Das beschlossene Kopftuchverbot in der Justiz – Ein Plädoyer für den intersektionalen Feminismus

Das im Landtag beschlossene „Justizneutralitätsgesetz“ und das darin implizierte Kopftuchverbot für Justizbeschäftigte ist nicht nur antifeministisch, sondern auch rassistisch!

Am 03.03.2021 hat der Landtag mit einer breiten Zustimmung der CDU, FDP, AfD und der Enthaltung der SPD einer sogenannten „Stärkung der religiösen und weltanschaulichen Neutralität in der Justiz des Landes Nordrhein-Westfalen“ zugestimmt. Ziel des vom Landtag beschlossenen Gesetzes ist das Verbot von „religiöser oder weltanschaulich konnotierter Kleidung in der Justiz“. Welche Gruppe von Personen das diskriminierende Verbot hier insbesondere ins Visier nimmt, ist kaum zu übersehen. Das beschlossene Gesetz bedeutet quasi ein Berufsverbot für muslimische Frauen, die ein Kopftuch tragen. Dieses Gesetz ist aus zwei wesentlichen Aspekten problematisch.
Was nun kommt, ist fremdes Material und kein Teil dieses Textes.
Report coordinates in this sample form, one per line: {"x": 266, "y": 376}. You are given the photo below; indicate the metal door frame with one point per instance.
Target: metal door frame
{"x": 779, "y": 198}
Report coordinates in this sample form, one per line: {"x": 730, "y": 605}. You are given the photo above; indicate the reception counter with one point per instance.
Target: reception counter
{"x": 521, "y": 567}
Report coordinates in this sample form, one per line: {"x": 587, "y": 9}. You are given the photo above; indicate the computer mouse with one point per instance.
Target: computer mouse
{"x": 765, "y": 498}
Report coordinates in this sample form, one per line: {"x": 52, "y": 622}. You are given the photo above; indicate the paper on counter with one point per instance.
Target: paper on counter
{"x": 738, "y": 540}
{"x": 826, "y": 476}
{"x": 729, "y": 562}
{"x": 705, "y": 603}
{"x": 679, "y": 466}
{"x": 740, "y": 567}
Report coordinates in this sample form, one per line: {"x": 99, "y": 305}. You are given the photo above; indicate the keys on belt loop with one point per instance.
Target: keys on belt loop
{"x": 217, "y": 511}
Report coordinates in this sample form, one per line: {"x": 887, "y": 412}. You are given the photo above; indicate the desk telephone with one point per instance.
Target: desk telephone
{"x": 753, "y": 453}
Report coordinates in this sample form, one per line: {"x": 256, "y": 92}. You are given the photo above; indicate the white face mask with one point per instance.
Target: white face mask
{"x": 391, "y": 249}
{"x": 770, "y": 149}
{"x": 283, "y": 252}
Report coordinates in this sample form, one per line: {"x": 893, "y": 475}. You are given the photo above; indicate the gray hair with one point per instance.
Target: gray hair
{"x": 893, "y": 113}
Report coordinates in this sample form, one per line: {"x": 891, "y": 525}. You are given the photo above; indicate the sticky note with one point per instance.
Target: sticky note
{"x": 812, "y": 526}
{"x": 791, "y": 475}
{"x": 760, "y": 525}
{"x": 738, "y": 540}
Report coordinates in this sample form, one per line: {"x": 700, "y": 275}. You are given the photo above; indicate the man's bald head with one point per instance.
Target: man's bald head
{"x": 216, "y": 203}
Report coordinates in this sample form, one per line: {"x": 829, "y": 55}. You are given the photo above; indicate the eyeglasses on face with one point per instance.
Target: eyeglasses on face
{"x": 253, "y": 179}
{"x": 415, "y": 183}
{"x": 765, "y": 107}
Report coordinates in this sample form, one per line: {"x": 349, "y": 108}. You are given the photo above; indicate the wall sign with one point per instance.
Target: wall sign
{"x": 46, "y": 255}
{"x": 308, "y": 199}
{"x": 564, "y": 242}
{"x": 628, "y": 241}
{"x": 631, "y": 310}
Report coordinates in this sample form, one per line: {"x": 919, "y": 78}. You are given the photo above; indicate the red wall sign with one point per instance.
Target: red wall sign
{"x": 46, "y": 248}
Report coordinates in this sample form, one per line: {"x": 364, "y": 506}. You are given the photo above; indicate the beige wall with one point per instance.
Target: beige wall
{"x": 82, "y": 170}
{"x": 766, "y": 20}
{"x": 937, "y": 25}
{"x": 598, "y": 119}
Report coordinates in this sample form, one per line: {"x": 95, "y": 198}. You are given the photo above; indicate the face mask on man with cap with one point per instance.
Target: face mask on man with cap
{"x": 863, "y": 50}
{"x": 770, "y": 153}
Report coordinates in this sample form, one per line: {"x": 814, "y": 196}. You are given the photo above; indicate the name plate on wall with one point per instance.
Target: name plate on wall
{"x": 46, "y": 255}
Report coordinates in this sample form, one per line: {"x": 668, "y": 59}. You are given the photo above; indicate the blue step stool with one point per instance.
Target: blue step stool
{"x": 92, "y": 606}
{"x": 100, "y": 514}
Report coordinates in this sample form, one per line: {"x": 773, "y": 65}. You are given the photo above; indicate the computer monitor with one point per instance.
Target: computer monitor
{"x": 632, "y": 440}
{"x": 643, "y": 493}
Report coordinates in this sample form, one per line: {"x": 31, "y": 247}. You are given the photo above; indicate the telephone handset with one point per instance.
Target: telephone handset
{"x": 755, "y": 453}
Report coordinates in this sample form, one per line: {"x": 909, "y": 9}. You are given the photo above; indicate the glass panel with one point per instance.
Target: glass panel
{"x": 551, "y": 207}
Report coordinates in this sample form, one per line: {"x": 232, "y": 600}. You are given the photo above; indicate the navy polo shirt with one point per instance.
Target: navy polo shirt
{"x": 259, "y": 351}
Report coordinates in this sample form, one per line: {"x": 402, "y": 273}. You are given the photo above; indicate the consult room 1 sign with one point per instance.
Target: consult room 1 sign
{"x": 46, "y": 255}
Das Gesetz hat einen antifeministischen Charakter, denn es diskriminiert muslimische Frauen intersektional – Von dem Recht auf Selbstbestimmung keine Sicht

Wenn es in dem Kampf um die Gleichstellung und eine daraus resultierende Chancengerechtigkeit für Frauen geht, sind in Deutschland offensichtlich nicht alle Frauen gemeint. Das macht der Gesetzesbeschluss deutlich, denn mit ihm geht eine Schwächung des Rechts auf Selbstbestimmung für muslimische Frauen einher, welche einen Hijab tragen. Denn Muslimas werden mit dem Gesetz gezwungen, sich vor die Wahl zu stellen. Entweder müssen sie ihren Hijab ablegen, oder das Studium, Referendariat oder ihren Job im Justizbereich aufgeben. Dieser entstehende Zwang und das damit verwehrte Recht auf Selbstbestimmung verdeutlicht die auftretende Gleichzeitigkeit der Diskriminierung aufgrund des Geschlechts und der Religion. Aus zahlreichen Studien der letzten Jahre ist zu entnehmen, dass gerade Muslimas, welche einen Hijab tragen, mit einer enormen Diskriminierung auf dem Arbeitsmarkt konfrontiert sind. So müssen sich Hijab tragende Muslimas beispielsweise 4,5-mal häufiger bewerben als Frauen, die kein Kopftuch tragen (vgl. neue deutsche organisationen e.V.). Dass diese Diskriminierung mit dem beschlossenen Gesetz nun weiterhin zementiert wird, stößt auf Widerspruch zu unserem in Deutschland ständig hochgepriesenen Anspruch auf gleiche Teilhabechancen. Die systematische Exklusion und Repression machen somit eine gerechte Teilhabe kaum möglich.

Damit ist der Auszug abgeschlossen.